[MRG+2] warn_on_dtype for DataFrames #10949

wdevazelhes · 2018-04-10T15:30:56Z

Reference Issues/PRs

What does this implement/fix? Explain your changes.

Pandas DataFrames can have different dtypes for each Series they contain. This PR fixes #10948 while displaying a message specific to this case of DataFrames with several dtypes. However this code just adds some "ifs" and the behaviour is maybe not what we would want. But if it is OK I will also add some tests.

The following examples shows the new behaviour of this PR:

Example 1 (the one in the issue):

from sklearn.utils.validation import check_array
import pandas as pd
df = pd.DataFrame([[1, 2, 3], [2, 3, 4]], dtype=object)
checked = check_array(df, warn_on_dtype=True)

Returns:

DataConversionWarning: Data with input dtype object were all converted to float64.
  warnings.warn(msg, DataConversionWarning)

Example 2: some dtypes are different than the one asked

from sklearn.utils.validation import check_array
import pandas as pd
df = pd.DataFrame([[1, 2, 3], [2, 3, 4]], dtype=object)
df[1] = df[1].astype(float)
df[2] = df[2].astype(int)
# df3 stays object
checked = check_array(df, warn_on_dtype=True) # asks for conversion to numerical type

Returns:

DataConversionWarning: Data with input dtype int64, float64, object were all converted to float64.
  warnings.warn(msg, DataConversionWarning)

Example 3: all dtypes are different than the one asked

from sklearn.utils.validation import check_array
import pandas as pd
df = pd.DataFrame([[1, 2, 3], [2, 3, 4]], dtype=object)
df[1] = df[1].astype(float)
checked = check_array(df, dtype=['int'], warn_on_dtype=True) # asks for conversion to int

Returns:

DataConversionWarning: Data with input dtype float64, object were all converted to int64.
  warnings.warn(msg, DataConversionWarning)

rth

Thanks for your PR! Overall this feature makes sense, I think. I haven't reviewed the code yet.

Please change the title to something meaningful (i.e. describe what this PR does). Also please add some unit tests that are skipped if pandas is not found (cf this example)

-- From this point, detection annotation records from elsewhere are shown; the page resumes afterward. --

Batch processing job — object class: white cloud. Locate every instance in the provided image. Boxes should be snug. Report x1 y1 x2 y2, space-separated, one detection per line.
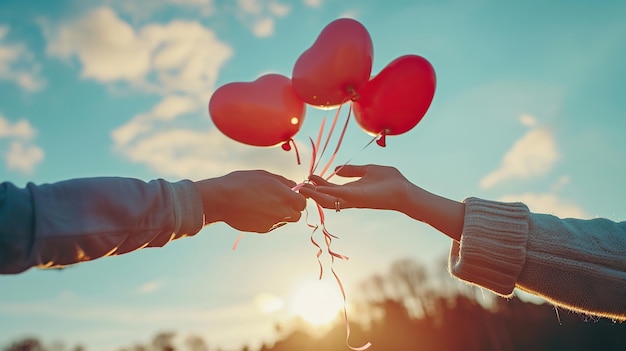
114 127 308 181
0 26 44 92
0 114 44 174
268 2 291 17
152 95 199 120
498 193 590 218
44 6 306 179
480 128 559 188
237 0 291 38
252 17 274 38
44 7 232 98
303 0 322 7
0 114 36 140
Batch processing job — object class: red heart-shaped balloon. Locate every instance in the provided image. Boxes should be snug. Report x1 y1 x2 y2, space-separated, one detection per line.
209 74 306 146
353 55 436 135
291 18 374 108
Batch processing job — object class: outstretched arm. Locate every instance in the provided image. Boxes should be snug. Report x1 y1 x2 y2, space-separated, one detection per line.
0 171 306 274
300 165 626 321
300 165 465 241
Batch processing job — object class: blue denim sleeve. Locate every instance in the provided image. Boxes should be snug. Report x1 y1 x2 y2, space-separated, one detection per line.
0 182 35 273
0 177 203 274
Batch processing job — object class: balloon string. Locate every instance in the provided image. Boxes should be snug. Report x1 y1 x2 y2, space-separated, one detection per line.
313 105 350 173
320 105 352 177
309 199 372 351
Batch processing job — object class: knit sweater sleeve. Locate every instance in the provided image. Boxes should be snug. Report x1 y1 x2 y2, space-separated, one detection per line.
449 198 626 320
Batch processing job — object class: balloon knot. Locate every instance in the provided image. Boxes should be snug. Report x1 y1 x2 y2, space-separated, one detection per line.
376 130 387 147
346 85 361 102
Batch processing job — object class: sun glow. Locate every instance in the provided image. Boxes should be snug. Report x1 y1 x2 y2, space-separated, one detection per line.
289 280 343 326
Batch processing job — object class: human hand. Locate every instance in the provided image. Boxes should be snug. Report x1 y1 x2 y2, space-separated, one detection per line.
300 165 411 211
196 170 306 233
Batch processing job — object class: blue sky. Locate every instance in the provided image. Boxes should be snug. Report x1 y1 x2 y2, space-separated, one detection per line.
0 0 626 350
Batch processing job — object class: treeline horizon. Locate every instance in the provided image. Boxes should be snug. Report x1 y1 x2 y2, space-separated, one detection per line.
0 259 626 351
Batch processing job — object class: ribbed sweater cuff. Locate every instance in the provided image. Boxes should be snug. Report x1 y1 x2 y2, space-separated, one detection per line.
448 198 529 296
171 180 204 238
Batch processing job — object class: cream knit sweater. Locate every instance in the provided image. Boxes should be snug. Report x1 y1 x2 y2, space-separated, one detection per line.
449 198 626 321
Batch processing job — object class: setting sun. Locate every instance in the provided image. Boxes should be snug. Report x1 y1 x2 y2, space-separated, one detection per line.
289 280 344 326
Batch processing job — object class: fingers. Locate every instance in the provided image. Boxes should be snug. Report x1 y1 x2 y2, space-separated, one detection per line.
309 174 333 186
335 165 369 177
264 171 296 188
289 189 306 212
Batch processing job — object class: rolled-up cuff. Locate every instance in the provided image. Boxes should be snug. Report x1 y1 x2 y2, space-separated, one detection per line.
171 180 204 238
448 198 529 296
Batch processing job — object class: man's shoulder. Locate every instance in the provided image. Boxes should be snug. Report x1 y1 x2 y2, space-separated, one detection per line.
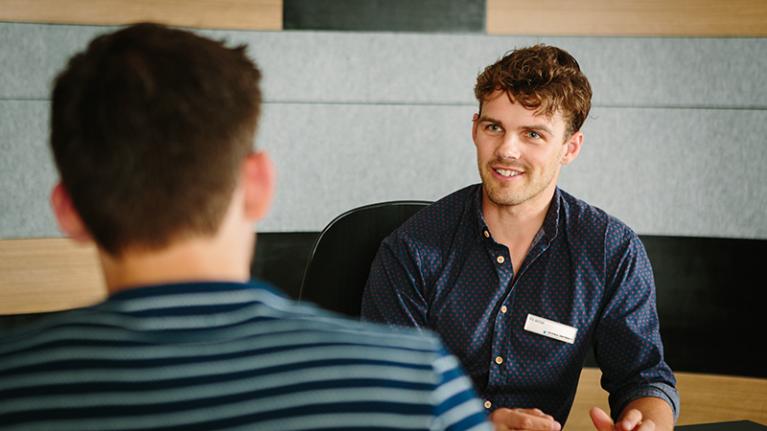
559 189 638 241
264 288 442 352
0 280 441 363
394 184 481 242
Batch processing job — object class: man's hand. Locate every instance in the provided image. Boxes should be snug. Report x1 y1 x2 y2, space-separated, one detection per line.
589 407 655 431
490 408 562 431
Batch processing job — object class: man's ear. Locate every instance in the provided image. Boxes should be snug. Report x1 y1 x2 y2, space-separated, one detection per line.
561 131 583 166
242 151 275 221
51 182 92 243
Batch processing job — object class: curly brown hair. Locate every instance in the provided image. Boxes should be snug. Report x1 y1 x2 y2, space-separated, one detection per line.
474 45 591 136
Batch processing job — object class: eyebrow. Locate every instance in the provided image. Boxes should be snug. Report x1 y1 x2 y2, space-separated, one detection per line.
477 115 554 135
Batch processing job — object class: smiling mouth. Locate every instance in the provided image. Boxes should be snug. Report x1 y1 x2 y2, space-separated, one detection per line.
493 168 523 178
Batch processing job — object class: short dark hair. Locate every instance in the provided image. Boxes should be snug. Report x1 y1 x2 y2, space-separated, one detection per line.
474 45 591 135
50 23 261 255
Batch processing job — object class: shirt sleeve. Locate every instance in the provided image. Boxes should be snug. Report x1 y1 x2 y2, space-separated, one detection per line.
361 231 429 328
432 347 492 431
595 226 679 421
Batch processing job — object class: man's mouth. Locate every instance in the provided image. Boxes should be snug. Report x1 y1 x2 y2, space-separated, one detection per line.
493 168 522 178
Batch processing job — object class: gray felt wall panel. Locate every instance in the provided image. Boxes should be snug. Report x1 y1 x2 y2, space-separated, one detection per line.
0 23 767 238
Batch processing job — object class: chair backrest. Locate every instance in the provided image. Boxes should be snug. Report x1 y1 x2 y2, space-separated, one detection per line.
298 201 431 316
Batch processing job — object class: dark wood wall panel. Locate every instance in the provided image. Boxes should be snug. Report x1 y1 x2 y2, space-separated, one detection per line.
487 0 767 37
284 0 485 32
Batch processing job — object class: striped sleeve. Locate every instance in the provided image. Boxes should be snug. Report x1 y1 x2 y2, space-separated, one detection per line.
433 347 492 431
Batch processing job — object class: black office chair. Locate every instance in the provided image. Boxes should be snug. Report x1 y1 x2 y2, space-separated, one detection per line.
298 201 431 317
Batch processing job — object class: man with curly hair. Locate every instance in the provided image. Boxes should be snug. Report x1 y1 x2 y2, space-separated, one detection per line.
362 45 679 430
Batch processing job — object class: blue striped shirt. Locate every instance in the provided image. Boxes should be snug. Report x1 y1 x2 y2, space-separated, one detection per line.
0 282 490 431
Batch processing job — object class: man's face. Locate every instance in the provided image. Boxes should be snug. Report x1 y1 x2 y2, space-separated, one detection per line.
472 90 583 211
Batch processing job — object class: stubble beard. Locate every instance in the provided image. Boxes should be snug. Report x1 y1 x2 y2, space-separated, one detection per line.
479 159 556 206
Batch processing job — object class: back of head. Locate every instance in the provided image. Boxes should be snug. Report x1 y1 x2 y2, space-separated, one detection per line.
50 24 261 255
474 45 591 136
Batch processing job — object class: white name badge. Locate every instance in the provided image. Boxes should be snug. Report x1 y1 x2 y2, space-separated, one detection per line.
525 314 578 344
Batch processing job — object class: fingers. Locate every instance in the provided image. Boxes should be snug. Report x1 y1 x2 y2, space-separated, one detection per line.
616 409 655 431
589 407 614 431
490 408 562 431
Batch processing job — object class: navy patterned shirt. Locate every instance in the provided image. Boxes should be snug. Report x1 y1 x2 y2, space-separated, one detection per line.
362 184 679 425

wdevazelhes · 2018-04-11T06:02:45Z

Will do, thanks! Should I also make some tests with MockDataFrame (like this example) ? (I should then add a dtypes attribute to MockDataFrame)

jnothman · 2018-04-11T07:25:25Z

you might be better off doing it with a real DataFrame, using importorskip to avoid the test where pandas is unavailable

wdevazelhes · 2018-04-16T16:11:16Z

Done, I also changed the title of the PR to MRG, since all tests pass

GaelVaroquaux · 2018-04-18T08:43:57Z

sklearn/utils/validation.py

+    # check if the object contains several dtypes (typically a pandas
+    # DataFrame), and store them. If not, store None.
+    dtypes_orig = None
+    if hasattr(array, "dtypes"):


Maybe we should be a bit more precise on the duck typing, to avoid to capture other objects that happen by chance to have a dtype attribute. For instance, we could test for "array" which, I believe is the method used by numpy to convert to a numpy array.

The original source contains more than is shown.